As complicated as he is funny
The felt need of some tech-besotted pundits to find deep rivers of complexity in the extremely simple-minded reactionary politics of Elon Musk is a pathology:
lol swisher, he's so complex – he sorta likes trump, sorta doesn't, obviously contains multitudes, much like a god pic.twitter.com/Nea6d59S5k— Atrios (@Atrios) December 15, 2022
Using “do they like Donald Trump personally” as your metric for whether they have conservative politics is particularly ridiculous. Mitch McConnell viscerally loathes Trump and and doesn’t make him any less of a standard-issue reactionary.
But what I really do not believe is that Musk is any funnier in person than he is online, and nobody has ever been less funny online, even Richard Cohen.

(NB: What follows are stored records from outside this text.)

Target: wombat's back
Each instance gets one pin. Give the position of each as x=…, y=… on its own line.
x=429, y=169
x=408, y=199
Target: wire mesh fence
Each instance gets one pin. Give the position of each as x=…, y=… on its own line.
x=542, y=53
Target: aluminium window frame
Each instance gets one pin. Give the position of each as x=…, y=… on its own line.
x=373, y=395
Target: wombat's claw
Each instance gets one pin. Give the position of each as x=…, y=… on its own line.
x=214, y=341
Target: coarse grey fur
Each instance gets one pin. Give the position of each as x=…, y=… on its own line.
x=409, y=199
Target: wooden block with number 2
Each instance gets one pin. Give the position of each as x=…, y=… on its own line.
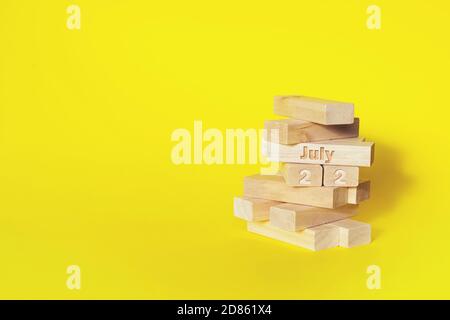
x=303, y=175
x=340, y=176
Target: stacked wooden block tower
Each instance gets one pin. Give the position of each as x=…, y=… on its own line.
x=309, y=202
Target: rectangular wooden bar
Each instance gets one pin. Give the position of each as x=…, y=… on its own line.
x=303, y=175
x=317, y=238
x=274, y=188
x=353, y=233
x=359, y=193
x=331, y=152
x=340, y=176
x=292, y=131
x=295, y=217
x=253, y=209
x=316, y=110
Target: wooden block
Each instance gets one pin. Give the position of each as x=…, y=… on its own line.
x=353, y=233
x=359, y=193
x=253, y=209
x=332, y=152
x=303, y=175
x=315, y=110
x=292, y=131
x=274, y=188
x=340, y=176
x=295, y=217
x=317, y=238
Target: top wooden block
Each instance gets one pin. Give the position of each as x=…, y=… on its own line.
x=314, y=110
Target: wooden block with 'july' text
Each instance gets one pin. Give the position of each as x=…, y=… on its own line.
x=359, y=193
x=253, y=209
x=274, y=188
x=316, y=110
x=340, y=176
x=295, y=217
x=317, y=238
x=352, y=233
x=292, y=131
x=346, y=152
x=303, y=175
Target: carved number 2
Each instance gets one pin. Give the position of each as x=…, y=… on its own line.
x=340, y=177
x=305, y=177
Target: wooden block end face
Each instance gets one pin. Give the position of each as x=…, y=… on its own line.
x=359, y=193
x=303, y=175
x=340, y=176
x=325, y=237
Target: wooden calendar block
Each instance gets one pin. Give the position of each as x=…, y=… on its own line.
x=359, y=193
x=303, y=175
x=253, y=209
x=352, y=233
x=292, y=131
x=317, y=238
x=295, y=217
x=316, y=110
x=345, y=152
x=274, y=188
x=340, y=176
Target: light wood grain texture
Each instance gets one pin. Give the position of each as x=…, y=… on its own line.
x=359, y=193
x=303, y=175
x=340, y=176
x=317, y=238
x=253, y=209
x=292, y=131
x=352, y=233
x=274, y=188
x=331, y=152
x=295, y=217
x=316, y=110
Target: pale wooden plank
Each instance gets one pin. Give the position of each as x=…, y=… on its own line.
x=303, y=175
x=295, y=217
x=274, y=188
x=316, y=110
x=331, y=152
x=340, y=176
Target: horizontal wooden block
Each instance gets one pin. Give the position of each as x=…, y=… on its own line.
x=253, y=209
x=331, y=152
x=314, y=109
x=303, y=175
x=317, y=238
x=340, y=176
x=296, y=217
x=292, y=131
x=359, y=193
x=353, y=233
x=274, y=188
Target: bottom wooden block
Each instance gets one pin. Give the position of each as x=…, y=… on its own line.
x=353, y=233
x=317, y=238
x=253, y=209
x=344, y=233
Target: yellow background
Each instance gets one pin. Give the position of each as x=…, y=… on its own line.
x=86, y=117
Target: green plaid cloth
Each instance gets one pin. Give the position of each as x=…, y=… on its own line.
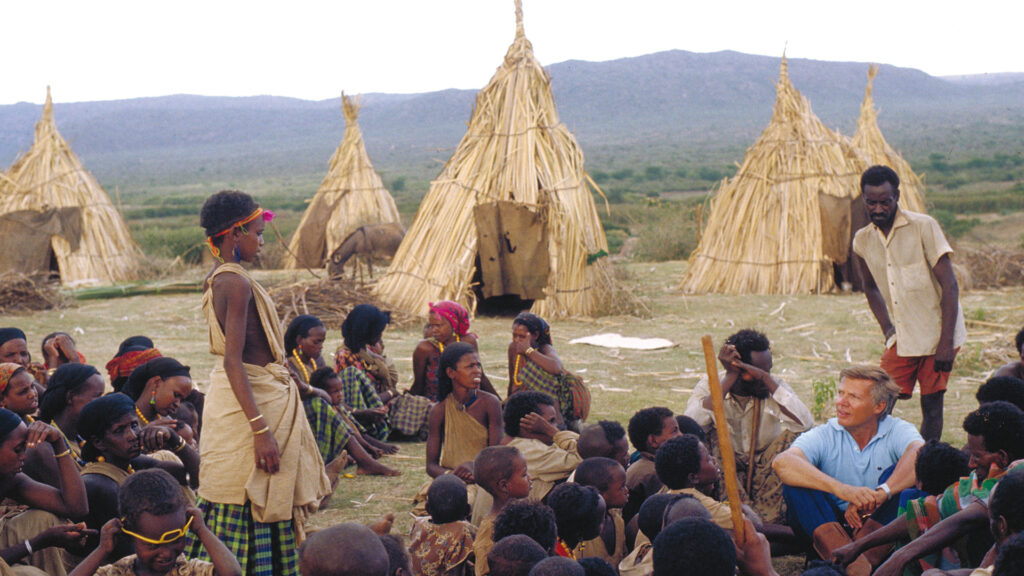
x=262, y=549
x=329, y=429
x=360, y=395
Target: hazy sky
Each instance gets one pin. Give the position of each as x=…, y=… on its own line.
x=113, y=49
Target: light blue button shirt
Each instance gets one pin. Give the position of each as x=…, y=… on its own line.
x=833, y=450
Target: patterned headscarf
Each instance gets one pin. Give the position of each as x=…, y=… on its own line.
x=7, y=371
x=454, y=314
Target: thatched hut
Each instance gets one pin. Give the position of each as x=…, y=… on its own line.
x=873, y=149
x=513, y=206
x=88, y=242
x=781, y=223
x=350, y=196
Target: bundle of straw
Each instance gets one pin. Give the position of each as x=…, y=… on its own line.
x=517, y=150
x=872, y=149
x=779, y=223
x=50, y=175
x=351, y=195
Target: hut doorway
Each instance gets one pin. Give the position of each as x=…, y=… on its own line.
x=512, y=262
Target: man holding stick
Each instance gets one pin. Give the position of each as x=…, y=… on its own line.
x=851, y=467
x=764, y=414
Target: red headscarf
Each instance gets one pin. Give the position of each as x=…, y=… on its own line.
x=454, y=314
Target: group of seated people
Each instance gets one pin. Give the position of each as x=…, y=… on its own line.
x=103, y=483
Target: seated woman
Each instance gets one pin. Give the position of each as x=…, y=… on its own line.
x=38, y=532
x=464, y=420
x=304, y=344
x=113, y=444
x=133, y=352
x=446, y=324
x=69, y=389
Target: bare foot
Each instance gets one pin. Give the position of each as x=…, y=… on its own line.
x=373, y=467
x=382, y=526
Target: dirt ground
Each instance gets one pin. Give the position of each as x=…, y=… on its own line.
x=812, y=338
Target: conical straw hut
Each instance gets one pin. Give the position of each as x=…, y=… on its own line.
x=873, y=149
x=779, y=224
x=513, y=203
x=350, y=196
x=50, y=177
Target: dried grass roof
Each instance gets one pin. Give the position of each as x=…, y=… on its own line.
x=869, y=142
x=50, y=175
x=515, y=149
x=351, y=195
x=775, y=227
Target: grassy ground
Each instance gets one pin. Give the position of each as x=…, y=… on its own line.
x=812, y=338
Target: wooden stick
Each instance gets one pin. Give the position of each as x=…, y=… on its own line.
x=753, y=453
x=724, y=442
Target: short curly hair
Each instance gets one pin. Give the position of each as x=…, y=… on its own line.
x=223, y=209
x=1000, y=426
x=520, y=404
x=645, y=422
x=530, y=518
x=677, y=459
x=938, y=465
x=153, y=491
x=1001, y=387
x=690, y=542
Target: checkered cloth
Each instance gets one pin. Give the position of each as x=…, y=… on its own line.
x=329, y=429
x=360, y=395
x=262, y=549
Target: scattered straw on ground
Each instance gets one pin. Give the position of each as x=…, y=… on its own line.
x=23, y=293
x=331, y=300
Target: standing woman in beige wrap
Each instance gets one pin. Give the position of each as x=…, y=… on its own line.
x=261, y=474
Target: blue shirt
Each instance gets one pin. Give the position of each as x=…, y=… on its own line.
x=833, y=450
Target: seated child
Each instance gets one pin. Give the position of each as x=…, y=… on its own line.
x=606, y=439
x=343, y=549
x=580, y=510
x=399, y=564
x=502, y=471
x=529, y=518
x=154, y=518
x=443, y=542
x=608, y=478
x=514, y=556
x=532, y=421
x=648, y=429
x=557, y=566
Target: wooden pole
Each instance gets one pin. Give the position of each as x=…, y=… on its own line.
x=753, y=453
x=724, y=441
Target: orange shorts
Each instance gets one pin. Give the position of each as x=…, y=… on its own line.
x=905, y=371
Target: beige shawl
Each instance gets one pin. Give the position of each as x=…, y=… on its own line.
x=227, y=470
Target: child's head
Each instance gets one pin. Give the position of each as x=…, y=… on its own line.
x=650, y=427
x=607, y=476
x=502, y=471
x=527, y=402
x=514, y=556
x=689, y=425
x=530, y=518
x=398, y=562
x=939, y=465
x=684, y=462
x=343, y=549
x=446, y=499
x=153, y=512
x=649, y=518
x=1007, y=388
x=327, y=380
x=557, y=566
x=995, y=436
x=606, y=439
x=579, y=511
x=691, y=542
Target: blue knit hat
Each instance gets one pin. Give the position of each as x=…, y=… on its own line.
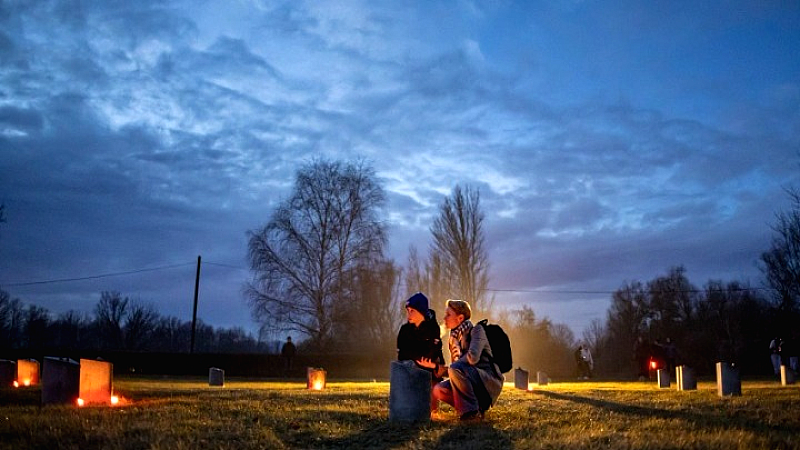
x=419, y=302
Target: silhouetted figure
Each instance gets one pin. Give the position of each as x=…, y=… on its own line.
x=670, y=354
x=583, y=357
x=287, y=352
x=641, y=354
x=775, y=354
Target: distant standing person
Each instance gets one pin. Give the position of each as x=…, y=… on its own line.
x=670, y=355
x=287, y=352
x=775, y=354
x=641, y=353
x=588, y=362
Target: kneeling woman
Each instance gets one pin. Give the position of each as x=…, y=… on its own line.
x=474, y=381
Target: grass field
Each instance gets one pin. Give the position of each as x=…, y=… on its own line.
x=188, y=414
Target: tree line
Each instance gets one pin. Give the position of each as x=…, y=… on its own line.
x=320, y=273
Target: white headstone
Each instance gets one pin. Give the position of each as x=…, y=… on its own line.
x=787, y=376
x=96, y=381
x=8, y=372
x=663, y=378
x=728, y=381
x=521, y=378
x=541, y=378
x=685, y=378
x=216, y=377
x=60, y=381
x=409, y=393
x=27, y=372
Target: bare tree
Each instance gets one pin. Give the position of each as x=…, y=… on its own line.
x=110, y=312
x=301, y=258
x=781, y=263
x=458, y=240
x=140, y=325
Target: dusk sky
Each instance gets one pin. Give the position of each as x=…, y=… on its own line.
x=610, y=140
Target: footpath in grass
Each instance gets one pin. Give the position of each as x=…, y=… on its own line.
x=185, y=413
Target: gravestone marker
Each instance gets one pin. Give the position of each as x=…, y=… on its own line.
x=541, y=378
x=521, y=379
x=216, y=377
x=787, y=375
x=96, y=381
x=663, y=378
x=61, y=379
x=409, y=393
x=728, y=381
x=686, y=380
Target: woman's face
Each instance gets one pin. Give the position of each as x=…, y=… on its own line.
x=451, y=319
x=414, y=316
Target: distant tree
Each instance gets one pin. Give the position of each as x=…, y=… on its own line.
x=11, y=321
x=459, y=247
x=110, y=313
x=315, y=239
x=71, y=331
x=781, y=263
x=172, y=334
x=672, y=299
x=140, y=324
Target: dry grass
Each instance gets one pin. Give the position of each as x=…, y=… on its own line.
x=188, y=414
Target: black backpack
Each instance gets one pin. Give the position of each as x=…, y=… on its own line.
x=501, y=346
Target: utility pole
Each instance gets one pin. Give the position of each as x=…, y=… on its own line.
x=196, y=290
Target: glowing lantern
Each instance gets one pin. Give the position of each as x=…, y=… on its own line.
x=27, y=372
x=316, y=379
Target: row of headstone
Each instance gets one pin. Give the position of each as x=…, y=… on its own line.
x=63, y=380
x=23, y=372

Not only is Musk’s political story uncomplicated, it should be very familiar by now:
Nevertheless, like Trump, Musk is a businessman whose appreciation for public subsidies pulled him left, before his antipathy for unions, taxes, and social-justice politics — and hunger for online sycophants — pulled him right.
Musk may still prefer to style himself as a nonpartisan independent. But he is a DeSantis supporter who directs the lion’s share of his campaign contributions to Republicans, opposes tax increases and labor organizing, and insists that a “woke mind virus” threatens humanity with extinction. In 2022, that makes him a conservative. It is that simple.